Sunak may now go to war against HS2, perhaps the ultimate neo-Blairite folly. This hideously expensive TGV wannabe was first mooted by Labour in 2009, when the original state-owned company was created. It was backed by the arch-Blairite Andrew Adonis before being embraced enthusiastically by Cameron and Osborne. Like arbitrary foreign aid targets, HS2 is a symbol of our ruling class’ constructivist ideology, a totemic project that mixes pseudo-greenery, bureaucratic empowerment and EU-envy, hence the elites’ disproportionate fury at the prospect of its demise. Sunak must stand firm: he would be right to scrap it.

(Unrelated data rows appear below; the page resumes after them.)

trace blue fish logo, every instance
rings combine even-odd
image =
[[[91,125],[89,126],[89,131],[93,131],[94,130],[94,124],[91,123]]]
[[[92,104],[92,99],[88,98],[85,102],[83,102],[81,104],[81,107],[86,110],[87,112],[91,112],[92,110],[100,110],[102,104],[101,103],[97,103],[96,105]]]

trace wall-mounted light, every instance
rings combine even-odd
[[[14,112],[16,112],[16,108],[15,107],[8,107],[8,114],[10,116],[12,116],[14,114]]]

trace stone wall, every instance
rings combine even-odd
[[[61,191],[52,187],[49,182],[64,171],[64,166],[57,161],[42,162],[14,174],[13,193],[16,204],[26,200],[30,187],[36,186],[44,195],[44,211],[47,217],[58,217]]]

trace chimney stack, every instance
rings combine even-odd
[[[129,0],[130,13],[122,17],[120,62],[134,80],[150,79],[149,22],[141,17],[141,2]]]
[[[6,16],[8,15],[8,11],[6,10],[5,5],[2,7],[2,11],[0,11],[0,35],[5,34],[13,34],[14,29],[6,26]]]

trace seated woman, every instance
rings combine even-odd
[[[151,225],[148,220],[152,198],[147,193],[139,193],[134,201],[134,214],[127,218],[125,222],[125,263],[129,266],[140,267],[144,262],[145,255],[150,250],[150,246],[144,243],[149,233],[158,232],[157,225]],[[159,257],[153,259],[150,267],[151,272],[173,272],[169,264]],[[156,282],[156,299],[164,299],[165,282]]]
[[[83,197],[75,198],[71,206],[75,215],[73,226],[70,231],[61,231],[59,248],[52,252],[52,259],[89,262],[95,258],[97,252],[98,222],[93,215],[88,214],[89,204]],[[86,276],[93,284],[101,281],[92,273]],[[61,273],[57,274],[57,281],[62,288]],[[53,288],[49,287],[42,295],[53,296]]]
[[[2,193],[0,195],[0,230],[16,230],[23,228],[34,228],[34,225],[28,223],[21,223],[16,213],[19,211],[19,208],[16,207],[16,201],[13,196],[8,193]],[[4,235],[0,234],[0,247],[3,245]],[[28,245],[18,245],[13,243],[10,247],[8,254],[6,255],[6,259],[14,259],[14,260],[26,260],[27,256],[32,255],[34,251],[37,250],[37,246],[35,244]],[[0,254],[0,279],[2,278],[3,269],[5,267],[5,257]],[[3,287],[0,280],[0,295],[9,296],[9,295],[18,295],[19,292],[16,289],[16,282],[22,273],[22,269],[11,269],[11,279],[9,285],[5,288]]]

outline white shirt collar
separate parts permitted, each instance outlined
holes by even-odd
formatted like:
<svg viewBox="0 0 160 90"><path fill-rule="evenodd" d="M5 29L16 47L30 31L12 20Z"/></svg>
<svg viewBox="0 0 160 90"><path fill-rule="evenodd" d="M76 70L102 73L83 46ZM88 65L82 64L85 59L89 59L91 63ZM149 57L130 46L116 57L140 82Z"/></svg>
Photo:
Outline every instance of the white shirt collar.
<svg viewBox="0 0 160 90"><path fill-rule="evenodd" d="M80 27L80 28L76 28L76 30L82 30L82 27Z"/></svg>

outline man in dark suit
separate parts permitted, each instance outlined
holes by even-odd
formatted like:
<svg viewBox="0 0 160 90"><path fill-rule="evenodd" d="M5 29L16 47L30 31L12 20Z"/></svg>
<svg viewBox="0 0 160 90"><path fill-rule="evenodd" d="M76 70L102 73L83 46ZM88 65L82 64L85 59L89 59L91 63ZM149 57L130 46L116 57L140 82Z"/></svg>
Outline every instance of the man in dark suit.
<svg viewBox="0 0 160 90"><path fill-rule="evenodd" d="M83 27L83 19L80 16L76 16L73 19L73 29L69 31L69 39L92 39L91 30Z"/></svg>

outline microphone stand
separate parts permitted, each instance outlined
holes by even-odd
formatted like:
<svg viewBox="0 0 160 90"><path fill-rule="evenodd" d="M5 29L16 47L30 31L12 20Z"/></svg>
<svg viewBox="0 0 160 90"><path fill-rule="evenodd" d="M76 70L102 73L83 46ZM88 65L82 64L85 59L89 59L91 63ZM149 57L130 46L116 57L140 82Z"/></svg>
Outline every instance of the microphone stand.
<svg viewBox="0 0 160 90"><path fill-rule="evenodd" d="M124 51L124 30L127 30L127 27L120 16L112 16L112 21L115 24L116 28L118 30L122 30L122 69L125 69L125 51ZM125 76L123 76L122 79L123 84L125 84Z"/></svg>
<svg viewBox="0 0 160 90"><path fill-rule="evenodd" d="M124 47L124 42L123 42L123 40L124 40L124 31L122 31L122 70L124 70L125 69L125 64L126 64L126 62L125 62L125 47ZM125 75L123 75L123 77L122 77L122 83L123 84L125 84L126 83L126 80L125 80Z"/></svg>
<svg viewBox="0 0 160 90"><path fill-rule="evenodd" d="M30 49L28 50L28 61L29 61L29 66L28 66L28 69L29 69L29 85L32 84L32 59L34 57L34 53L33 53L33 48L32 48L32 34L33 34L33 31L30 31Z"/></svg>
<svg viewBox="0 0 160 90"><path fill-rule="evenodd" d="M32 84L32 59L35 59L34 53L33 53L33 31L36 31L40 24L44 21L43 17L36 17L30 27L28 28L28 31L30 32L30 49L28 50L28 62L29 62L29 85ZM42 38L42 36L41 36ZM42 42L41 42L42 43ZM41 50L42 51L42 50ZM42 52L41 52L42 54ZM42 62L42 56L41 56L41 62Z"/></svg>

Immigration is his next big rejection of the neo-Blairite consensus: he allowed Suella Braverman to deliver a well-argued critique of unrealistic refugee conventions, and to make a case for nation states, against open borders and for the integration of migrants. This is a position supported by the vast majority in every European nation – Emmanuel Macron has just said that France “cannot welcome all the misery of the world” – and yet it was met by hysteria and quasi-racist attacks on the Home Secretary, who was effectively lectured that ethnic minority Britons cannot morally support restrictions on immigration. We shall see how Sunak responds to the legal verdict on his Rwanda plan: will he disavow the European Convention on Human Rights?
Let’s hope so, for whenever he takes aim at the Blair-Brown-establishment project, his polling goes up; when he succumbs to the technocratic status quo, it slumps. The Tory party’s central problem since the mid 2000s is that it has proved unable to decide what it truly is. Is it a New Labour remake, selecting proto-Rejoiners such as James Cracknell for safe seats? Or is it a proper conservative party, committed to free market-driven growth, technological solutions to environmental issues, low tax, cultural conservatism, family and individual reliance, controlled and limited immigration and the forging of a new, patriotic, anti-woke, multi-racial civic identity?
For the first time, Sunak appears to be acting as if he understands that the latter approach is his party’s only hope. He must ignore the Tory wets, and finally banish the Labour era.